Is the minimal polynomial also minimal over the closure of the base field? [closed]

Let $V$ be a finite dimensional vector space over the field $F$ and $T: V\to V$ be linear. Then the minimal polynomial of $T$ is the least degree monic polynomial in $F[x]$ that annihilates $T$. Is it true that it must also be the least degree monic annihilator of T in $\overline F[x]$?

I know this is true when $F=\mathbb{R},\overline F =\mathbb{C}$, but only by seeing $\mathbb{C}$ as a finite dimensional vector space over $\mathbb{R}$, but I wouldn't know how to extend that to arbitrary fields.
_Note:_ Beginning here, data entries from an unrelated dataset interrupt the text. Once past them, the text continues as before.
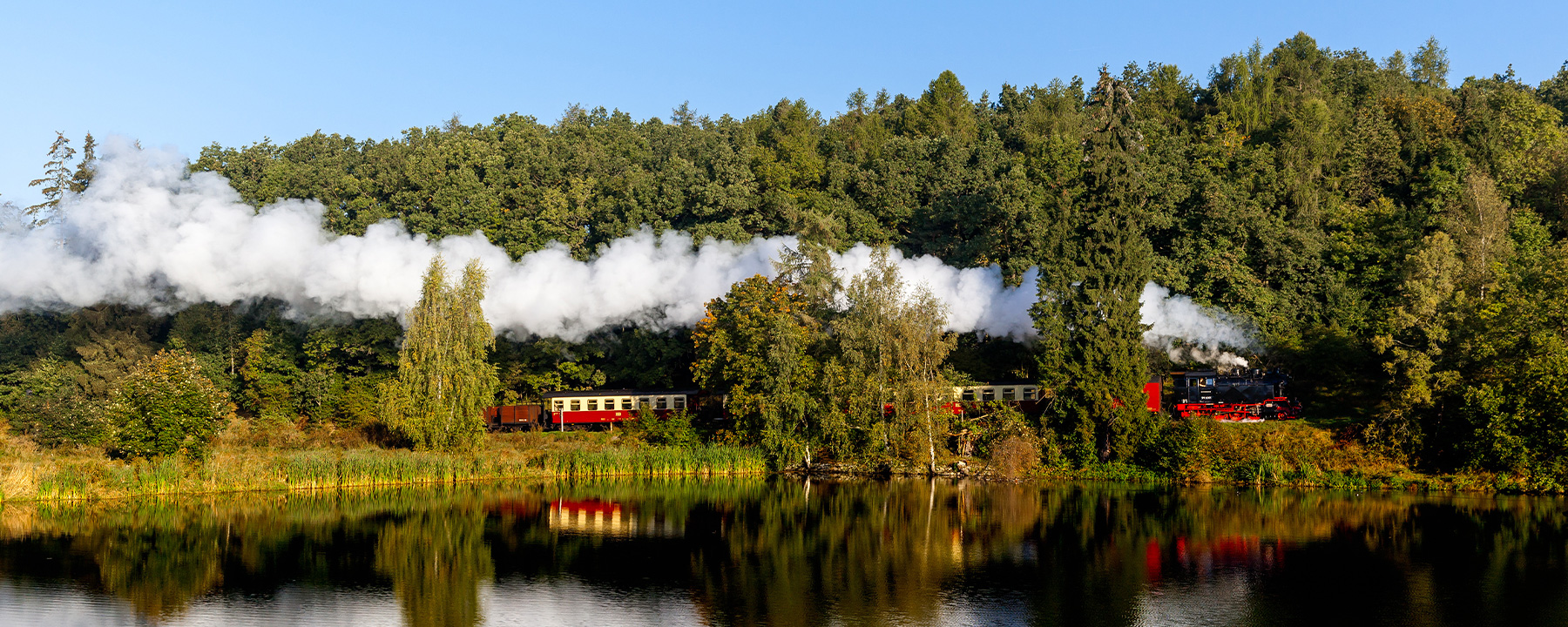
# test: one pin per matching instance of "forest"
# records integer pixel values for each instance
(1397, 237)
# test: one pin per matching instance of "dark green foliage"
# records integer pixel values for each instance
(1092, 331)
(670, 430)
(1324, 195)
(46, 403)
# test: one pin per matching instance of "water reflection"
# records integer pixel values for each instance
(791, 552)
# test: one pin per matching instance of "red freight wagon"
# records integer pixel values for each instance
(511, 417)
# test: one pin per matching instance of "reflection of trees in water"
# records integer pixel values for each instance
(436, 562)
(159, 571)
(787, 552)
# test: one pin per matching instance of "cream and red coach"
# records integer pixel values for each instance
(612, 407)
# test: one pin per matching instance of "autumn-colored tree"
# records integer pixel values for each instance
(165, 407)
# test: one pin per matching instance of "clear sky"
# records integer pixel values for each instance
(187, 74)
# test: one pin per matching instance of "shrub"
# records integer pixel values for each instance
(673, 430)
(1015, 456)
(1178, 448)
(165, 407)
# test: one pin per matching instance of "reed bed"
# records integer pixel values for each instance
(86, 477)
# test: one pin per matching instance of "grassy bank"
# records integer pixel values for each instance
(242, 462)
(1295, 454)
(1283, 454)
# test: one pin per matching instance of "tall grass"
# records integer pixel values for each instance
(78, 477)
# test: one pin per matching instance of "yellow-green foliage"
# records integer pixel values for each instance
(444, 383)
(25, 474)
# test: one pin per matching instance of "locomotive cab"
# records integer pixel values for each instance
(1244, 395)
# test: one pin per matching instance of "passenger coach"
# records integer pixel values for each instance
(612, 407)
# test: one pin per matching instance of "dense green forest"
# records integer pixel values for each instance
(1397, 240)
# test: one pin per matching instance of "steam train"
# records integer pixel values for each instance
(1247, 395)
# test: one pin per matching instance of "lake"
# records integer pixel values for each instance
(784, 550)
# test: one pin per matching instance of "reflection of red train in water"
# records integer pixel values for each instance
(1206, 556)
(1247, 395)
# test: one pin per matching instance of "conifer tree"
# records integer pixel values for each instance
(57, 179)
(444, 380)
(1093, 350)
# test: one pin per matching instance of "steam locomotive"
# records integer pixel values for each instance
(1244, 395)
(1247, 395)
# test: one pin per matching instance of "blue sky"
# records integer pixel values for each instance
(187, 74)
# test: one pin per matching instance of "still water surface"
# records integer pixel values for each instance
(791, 552)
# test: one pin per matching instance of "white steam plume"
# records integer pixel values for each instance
(1192, 333)
(149, 234)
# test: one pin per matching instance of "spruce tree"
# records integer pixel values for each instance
(1092, 350)
(444, 380)
(57, 178)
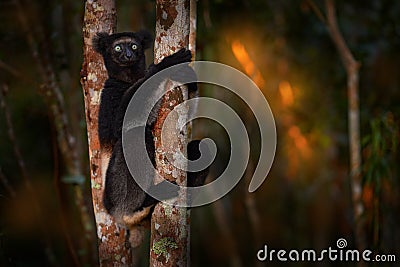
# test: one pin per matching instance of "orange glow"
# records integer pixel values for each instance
(286, 93)
(249, 67)
(300, 141)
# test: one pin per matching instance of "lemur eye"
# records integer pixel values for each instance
(118, 48)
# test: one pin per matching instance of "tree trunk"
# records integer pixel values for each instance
(100, 16)
(169, 224)
(352, 67)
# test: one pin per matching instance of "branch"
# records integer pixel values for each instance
(170, 224)
(7, 184)
(352, 68)
(100, 16)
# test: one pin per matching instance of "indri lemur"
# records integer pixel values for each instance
(124, 58)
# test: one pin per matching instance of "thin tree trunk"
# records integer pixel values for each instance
(100, 16)
(352, 67)
(170, 225)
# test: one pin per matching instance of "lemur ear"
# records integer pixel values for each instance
(99, 42)
(145, 37)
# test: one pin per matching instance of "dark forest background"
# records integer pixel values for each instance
(306, 200)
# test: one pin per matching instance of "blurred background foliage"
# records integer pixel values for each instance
(287, 51)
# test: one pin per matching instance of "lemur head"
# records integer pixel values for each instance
(123, 51)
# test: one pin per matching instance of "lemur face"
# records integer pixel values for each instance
(125, 51)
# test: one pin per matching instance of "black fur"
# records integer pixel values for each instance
(122, 195)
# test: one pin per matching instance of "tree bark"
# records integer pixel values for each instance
(100, 16)
(352, 67)
(170, 224)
I also tried applying the division algorithm on the minimal polynomial $m_A \in F[x]$ and a hypothetical minimal polynomial $\mu_A \in \overline F[x]$ of lesser degree to reach a contradiction.
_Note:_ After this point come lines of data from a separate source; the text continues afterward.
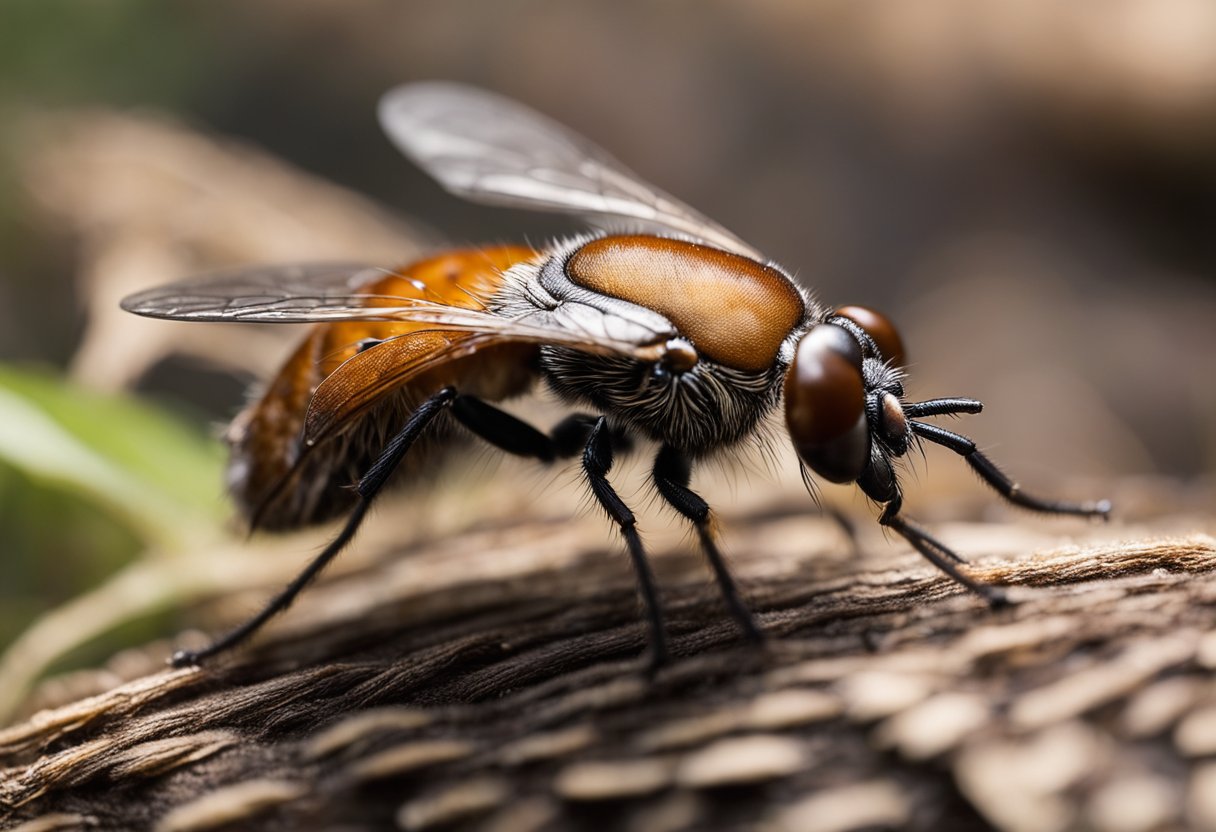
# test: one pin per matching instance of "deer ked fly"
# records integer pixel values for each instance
(668, 329)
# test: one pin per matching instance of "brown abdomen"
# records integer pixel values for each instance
(272, 479)
(736, 312)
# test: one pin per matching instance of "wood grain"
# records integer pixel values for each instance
(491, 680)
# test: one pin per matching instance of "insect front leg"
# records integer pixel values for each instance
(673, 471)
(998, 481)
(371, 484)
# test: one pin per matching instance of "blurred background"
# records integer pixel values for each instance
(1028, 187)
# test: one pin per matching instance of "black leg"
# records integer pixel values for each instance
(519, 438)
(936, 552)
(1000, 481)
(592, 436)
(369, 487)
(941, 408)
(597, 459)
(673, 471)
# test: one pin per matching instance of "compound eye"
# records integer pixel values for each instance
(825, 404)
(878, 327)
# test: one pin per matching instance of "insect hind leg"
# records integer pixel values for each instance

Yes, it is true. Take a standard basis $e_1,...,e_n$ and let $e=e_i$. Consider the sequence of vectors $e, Te, T^2e,...,T^m e,...$, all these vectors have coordinates in $F$.

There exists the minimal $m=m(e)$ such that the vector $T^me$ is a linear combination $\lambda_0e+\lambda_2Te+...+\lambda_{m-1}T^{m-1}e$ (over $\bar F$). Note that since $T^k e$ have coordinates in $F$, all $\lambda_i$ are in $F$. Let $p_e$ be the polynomial $t^m-\lambda_{m-1}t^{m-1}-...-\lambda_0$. Note that it is in $F[t]$. Then $p_e(T)e=0$.

If $e_1,...,e_n$ is the standard basis then the minimal polynomial $p(t)$ of the matrix $T$ is the lcm of all $p_{e_i}(t)$, and so it belongs to $F[t]$ too.